The real cost of AI web scraping tools at scale (what the demos don't show you)
- Minexa.ai

- Jun 21
- 5 min read
Most benchmarks of AI web scraping tools are written at demo scale. A few hundred pages, clean targets, no anti-bot pressure, and a pricing calculator that assumes everything works on the first try. Production looks different.
This breakdown covers what actually matters when you are evaluating these tools seriously: how the stacks are actually assembled, where costs compound, what breaks under pressure, and which tradeoffs are worth accepting depending on your volume and team.
How production scraping stacks are actually built
Almost no team running serious page volume uses a single AI scraping tool end to end. What works in practice is a hybrid approach: a deterministic crawler handling the fetch and render layer, then a separate extraction step for turning cleaned content into structured data.
The typical flow looks like this. A crawler fetches raw HTML and handles pagination, request queuing, and retries. The HTML gets stripped down to main content, often converted to Markdown to reduce token count. That cleaned content goes to an LLM with a schema definition. The output gets validated, and failures trigger a retry or a fallback to selector-based parsing.
Teams that try to go fully agentic from day one tend to hit a ceiling around the 5,000 to 10,000 page mark. The reasons are usually cost, debuggability, or both.
The token cost problem nobody talks about at demo scale
LLM extraction pricing looks reasonable on small volumes. It stops looking reasonable fast.
A typical product page after stripping navigation, footers, and scripts comes in around 38,000 to 40,000 tokens. Full HTML, which is what you need if you want a low-maintenance pipeline that does not risk stripping useful markup, averages closer to 570,000 tokens per page. Most models cannot process a page that size in a single request without truncation.
At 120,000 pages per month using stripped HTML, even the cheapest available models cost between $285 and over $5,000 depending on which model you choose. At 2,000,000 pages, the cheapest nano-class model costs around $4,700. Mid-range models reach $12,000 to $117,000 for the same volume. These figures cover extraction only and exclude upstream scraping costs.
For full HTML at any meaningful volume, the numbers are not comparable. At 10,000 pages, GPT-4o-mini costs roughly $860. Claude Sonnet costs over $17,000. The token volume is approximately 15 times higher than stripped HTML, and every cost figure scales accordingly.
The stripping step itself is not free. It requires preprocessing logic, introduces the risk of accidentally removing markup that contains needed data, and adds a maintenance surface to your pipeline.
What 'no maintenance' actually means
Several tools in this space market themselves as requiring no maintenance because the AI adapts to site changes. This claim deserves scrutiny.
When a vendor fully abstracts the infrastructure layer, you lose visibility into failure modes. If their proxy pool degrades or their success rate drops on a specific target, you cannot differentiate between a failed fetch and a hallucinated extraction. You see failed outputs with no diagnostic path.
LLM extraction also introduces its own maintenance surface. Prompt changes, model updates, and temperature variance all affect output consistency. A field that extracted correctly last month may return a plausible but wrong value this month with no error signal. At 100,000 pages, that translates to thousands of rows requiring validation or correction, an indirect cost that does not appear in per-token pricing.
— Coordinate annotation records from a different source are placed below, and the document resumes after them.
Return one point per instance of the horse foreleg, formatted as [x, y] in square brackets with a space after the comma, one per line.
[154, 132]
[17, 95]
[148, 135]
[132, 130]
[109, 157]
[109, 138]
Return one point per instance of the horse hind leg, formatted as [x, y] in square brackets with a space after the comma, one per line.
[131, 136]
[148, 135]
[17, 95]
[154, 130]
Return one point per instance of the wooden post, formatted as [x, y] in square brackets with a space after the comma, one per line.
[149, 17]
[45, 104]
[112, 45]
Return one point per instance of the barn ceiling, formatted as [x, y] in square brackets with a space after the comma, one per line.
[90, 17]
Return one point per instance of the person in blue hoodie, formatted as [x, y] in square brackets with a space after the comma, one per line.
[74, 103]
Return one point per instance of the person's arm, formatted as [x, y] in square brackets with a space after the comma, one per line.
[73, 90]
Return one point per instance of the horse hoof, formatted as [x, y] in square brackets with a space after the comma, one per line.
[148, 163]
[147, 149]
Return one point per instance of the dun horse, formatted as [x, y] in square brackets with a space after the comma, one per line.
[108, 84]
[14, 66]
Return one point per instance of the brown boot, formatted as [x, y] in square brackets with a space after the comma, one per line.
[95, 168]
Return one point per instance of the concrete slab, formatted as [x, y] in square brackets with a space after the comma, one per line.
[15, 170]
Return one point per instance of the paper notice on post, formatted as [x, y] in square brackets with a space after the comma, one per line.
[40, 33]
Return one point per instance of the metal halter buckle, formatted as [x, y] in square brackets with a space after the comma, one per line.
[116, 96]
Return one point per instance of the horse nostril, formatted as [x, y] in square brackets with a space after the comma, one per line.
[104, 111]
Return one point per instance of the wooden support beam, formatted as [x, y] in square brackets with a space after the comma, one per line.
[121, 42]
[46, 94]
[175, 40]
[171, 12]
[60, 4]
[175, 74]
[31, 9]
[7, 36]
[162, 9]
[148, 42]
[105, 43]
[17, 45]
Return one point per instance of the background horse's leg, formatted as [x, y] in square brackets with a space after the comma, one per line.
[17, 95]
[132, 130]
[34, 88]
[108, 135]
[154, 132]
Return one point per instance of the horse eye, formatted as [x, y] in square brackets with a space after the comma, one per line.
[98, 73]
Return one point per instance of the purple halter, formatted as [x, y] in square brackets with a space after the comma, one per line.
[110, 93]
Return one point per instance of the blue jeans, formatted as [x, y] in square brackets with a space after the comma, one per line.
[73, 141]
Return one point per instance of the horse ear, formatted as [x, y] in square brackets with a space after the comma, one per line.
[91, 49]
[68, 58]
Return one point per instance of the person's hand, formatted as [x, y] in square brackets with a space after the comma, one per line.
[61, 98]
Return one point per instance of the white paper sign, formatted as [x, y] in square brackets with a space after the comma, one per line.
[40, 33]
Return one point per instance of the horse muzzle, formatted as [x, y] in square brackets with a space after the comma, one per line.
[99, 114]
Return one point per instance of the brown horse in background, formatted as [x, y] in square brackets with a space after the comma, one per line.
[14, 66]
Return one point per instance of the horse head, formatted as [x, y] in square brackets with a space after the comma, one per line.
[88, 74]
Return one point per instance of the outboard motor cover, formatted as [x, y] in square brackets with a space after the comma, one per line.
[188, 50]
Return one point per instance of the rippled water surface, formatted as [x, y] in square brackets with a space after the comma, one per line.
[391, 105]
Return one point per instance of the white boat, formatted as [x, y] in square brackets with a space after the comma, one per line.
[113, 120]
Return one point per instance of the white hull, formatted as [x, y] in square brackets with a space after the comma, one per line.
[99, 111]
Schema conformance issues are common: a price field returning zero when the value is unavailable rather than null, a date field pulling from the wrong position on a page with multiple similar dates, two numerical fields being swapped because they look structurally identical. These are not edge cases. They occur at measurable rates across real pages.
The anti-bot escalation factor
One dimension that rarely appears in tool comparisons is the trajectory of access difficulty. Bot detection infrastructure is actively improving, and the volume of automated requests being blocked is increasing quarter over quarter. A tool priced for today's success rates may have materially different effective costs next year if unblock rates drop from 95% to 80%. Your per-page cost increases by roughly 20% overnight before any retry logic is factored in.
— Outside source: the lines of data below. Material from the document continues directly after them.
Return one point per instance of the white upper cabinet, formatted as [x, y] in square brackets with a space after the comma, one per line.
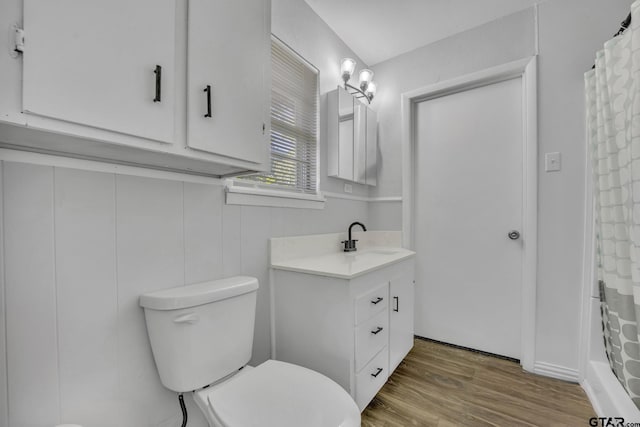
[179, 85]
[94, 62]
[228, 78]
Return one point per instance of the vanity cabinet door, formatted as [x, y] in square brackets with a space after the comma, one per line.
[401, 302]
[228, 78]
[94, 63]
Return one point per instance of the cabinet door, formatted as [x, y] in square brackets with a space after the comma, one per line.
[92, 62]
[400, 319]
[372, 148]
[360, 144]
[229, 78]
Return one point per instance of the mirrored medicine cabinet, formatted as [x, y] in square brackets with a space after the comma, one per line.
[352, 138]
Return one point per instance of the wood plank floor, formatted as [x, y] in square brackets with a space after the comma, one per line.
[438, 385]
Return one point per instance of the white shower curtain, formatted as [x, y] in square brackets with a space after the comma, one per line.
[613, 119]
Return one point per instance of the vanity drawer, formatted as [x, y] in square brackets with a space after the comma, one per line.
[371, 336]
[372, 378]
[372, 302]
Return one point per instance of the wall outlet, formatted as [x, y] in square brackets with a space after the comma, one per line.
[552, 162]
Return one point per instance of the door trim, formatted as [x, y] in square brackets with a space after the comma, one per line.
[526, 69]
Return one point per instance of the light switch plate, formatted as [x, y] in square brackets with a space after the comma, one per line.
[552, 162]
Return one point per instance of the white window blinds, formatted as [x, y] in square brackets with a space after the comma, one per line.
[294, 122]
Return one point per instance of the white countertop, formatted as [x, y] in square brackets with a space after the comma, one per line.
[345, 265]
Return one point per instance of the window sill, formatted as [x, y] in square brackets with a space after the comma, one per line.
[258, 196]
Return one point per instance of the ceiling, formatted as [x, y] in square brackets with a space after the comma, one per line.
[377, 30]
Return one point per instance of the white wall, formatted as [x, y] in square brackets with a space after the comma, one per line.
[570, 32]
[81, 246]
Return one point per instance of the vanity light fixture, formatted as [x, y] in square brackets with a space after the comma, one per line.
[367, 87]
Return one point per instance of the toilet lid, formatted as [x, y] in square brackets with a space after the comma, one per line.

This is worth considering when evaluating tools that bundle proxy and anti-bot handling into a single opaque API call. The pricing is set at current difficulty levels. The contract does not guarantee those levels hold.
Where deterministic extraction fits
The alternative to probabilistic LLM extraction is DOM-based deterministic extraction, where each data field is bound to a specific structural position on the page rather than inferred from surrounding text.
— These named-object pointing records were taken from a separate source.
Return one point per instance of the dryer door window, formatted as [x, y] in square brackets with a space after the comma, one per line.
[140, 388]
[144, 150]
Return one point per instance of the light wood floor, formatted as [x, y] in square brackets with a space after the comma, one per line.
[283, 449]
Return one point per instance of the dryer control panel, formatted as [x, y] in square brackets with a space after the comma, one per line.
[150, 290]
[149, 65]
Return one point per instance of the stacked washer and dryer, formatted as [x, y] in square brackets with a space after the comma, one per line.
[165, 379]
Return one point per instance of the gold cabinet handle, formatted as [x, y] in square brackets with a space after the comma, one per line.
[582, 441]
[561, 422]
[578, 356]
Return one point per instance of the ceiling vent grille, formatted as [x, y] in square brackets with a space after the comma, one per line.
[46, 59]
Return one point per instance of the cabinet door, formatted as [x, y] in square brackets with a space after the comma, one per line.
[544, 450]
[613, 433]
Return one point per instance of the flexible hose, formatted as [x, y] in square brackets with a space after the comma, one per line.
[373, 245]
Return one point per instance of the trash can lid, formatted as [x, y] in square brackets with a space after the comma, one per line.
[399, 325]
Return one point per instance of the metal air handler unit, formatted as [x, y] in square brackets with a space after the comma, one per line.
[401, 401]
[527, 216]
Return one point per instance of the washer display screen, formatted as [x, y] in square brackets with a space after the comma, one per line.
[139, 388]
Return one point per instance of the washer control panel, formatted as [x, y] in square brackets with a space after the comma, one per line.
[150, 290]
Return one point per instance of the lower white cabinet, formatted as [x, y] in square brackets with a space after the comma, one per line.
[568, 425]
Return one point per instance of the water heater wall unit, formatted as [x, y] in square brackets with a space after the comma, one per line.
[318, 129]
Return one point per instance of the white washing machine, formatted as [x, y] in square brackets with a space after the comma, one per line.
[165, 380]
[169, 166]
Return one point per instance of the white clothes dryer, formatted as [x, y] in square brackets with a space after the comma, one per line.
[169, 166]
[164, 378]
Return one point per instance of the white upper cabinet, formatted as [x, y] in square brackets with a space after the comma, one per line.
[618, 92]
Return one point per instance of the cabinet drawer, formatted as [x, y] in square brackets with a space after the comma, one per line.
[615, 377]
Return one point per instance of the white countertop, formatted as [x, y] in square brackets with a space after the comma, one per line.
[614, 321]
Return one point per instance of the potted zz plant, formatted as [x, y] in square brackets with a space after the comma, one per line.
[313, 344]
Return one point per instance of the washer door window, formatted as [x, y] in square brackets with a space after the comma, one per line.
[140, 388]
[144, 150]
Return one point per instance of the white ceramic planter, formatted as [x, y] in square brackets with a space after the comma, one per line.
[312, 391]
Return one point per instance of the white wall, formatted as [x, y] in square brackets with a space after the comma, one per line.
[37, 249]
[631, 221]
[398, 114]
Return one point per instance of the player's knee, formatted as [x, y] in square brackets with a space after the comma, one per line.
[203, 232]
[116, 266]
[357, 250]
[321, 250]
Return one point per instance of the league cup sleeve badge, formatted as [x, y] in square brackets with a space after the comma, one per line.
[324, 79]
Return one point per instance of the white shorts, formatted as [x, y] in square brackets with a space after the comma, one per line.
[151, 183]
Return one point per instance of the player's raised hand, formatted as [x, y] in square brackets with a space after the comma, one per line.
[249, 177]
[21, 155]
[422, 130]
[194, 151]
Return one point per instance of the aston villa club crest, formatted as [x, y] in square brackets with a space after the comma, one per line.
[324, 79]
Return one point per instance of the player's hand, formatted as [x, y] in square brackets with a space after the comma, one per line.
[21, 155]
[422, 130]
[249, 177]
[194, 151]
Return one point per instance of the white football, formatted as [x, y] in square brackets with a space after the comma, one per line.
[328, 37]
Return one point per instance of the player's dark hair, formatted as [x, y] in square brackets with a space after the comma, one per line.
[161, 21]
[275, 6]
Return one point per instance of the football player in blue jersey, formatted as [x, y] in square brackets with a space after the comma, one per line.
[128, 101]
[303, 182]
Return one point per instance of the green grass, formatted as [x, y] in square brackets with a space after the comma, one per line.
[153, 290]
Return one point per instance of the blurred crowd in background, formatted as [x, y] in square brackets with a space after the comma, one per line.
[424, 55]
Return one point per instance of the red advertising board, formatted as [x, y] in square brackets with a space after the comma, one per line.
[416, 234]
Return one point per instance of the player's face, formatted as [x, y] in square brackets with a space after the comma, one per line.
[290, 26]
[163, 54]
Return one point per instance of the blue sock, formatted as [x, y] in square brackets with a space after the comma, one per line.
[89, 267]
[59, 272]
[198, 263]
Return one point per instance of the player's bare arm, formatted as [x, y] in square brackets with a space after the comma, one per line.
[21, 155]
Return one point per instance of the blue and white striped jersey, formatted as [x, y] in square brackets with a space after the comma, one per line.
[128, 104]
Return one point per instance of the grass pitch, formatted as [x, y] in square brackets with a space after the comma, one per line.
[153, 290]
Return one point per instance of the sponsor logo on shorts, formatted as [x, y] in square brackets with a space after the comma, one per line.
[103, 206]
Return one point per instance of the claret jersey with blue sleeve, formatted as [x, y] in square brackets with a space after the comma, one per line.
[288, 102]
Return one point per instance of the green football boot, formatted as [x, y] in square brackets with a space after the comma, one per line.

Minexa.ai API takes this approach. A scraper is trained once using a browser extension: you select the HTML container holding the data you want, Minexa analyzes the page structure, and a reusable scraper is generated automatically. That scraper, identified by a stable scraper_id, is then called via API across as many structurally similar pages as needed.
A basic API request looks like this:
{
"batches": [
{
"scraper_id": 6241,
"columns": ["top_30"],
"urls": ["https://example.com/listing/9912"],
"scraping": {"js_render": true, "proxy": "verified"}
}
],
"threads": 5
}The columns parameter accepts either a named list of fields or a top_n selector like top_30, which returns the 30 highest-ranked data points by relevance. The ranking is deterministic, so the same value always maps to the same ordered set of columns across runs.
Because extraction is DOM-based, the same scraper run on the same page always produces identical JSON output as long as the underlying HTML has not changed. Missing values return null rather than a fabricated default. If a URL is submitted with a scraper_id that does not match the page structure, the API returns an explicit error rather than attempting extraction on the wrong content.
This fail-loudly behavior matters at scale. Silent errors in a 100,000-page run are significantly harder to catch than explicit ones.
Cost structure at volume
Minexa.ai API uses flat monthly credit pricing rather than token-based metering. Credit cost per page does not change based on HTML size, which means the full HTML versus stripped HTML tradeoff that dominates LLM pipeline decisions does not apply.
At 120,000 pages per month, the Startup plan covers the full volume at $60. The cheapest LLM option for the same volume on stripped HTML costs around $285. On full HTML, even the cheapest model reaches $3,480 for the same page count. At 2,000,000 pages per month, the Business plan handles the workload at $500, while nano-class LLM models cost $4,700 on stripped HTML and $58,000 on full HTML.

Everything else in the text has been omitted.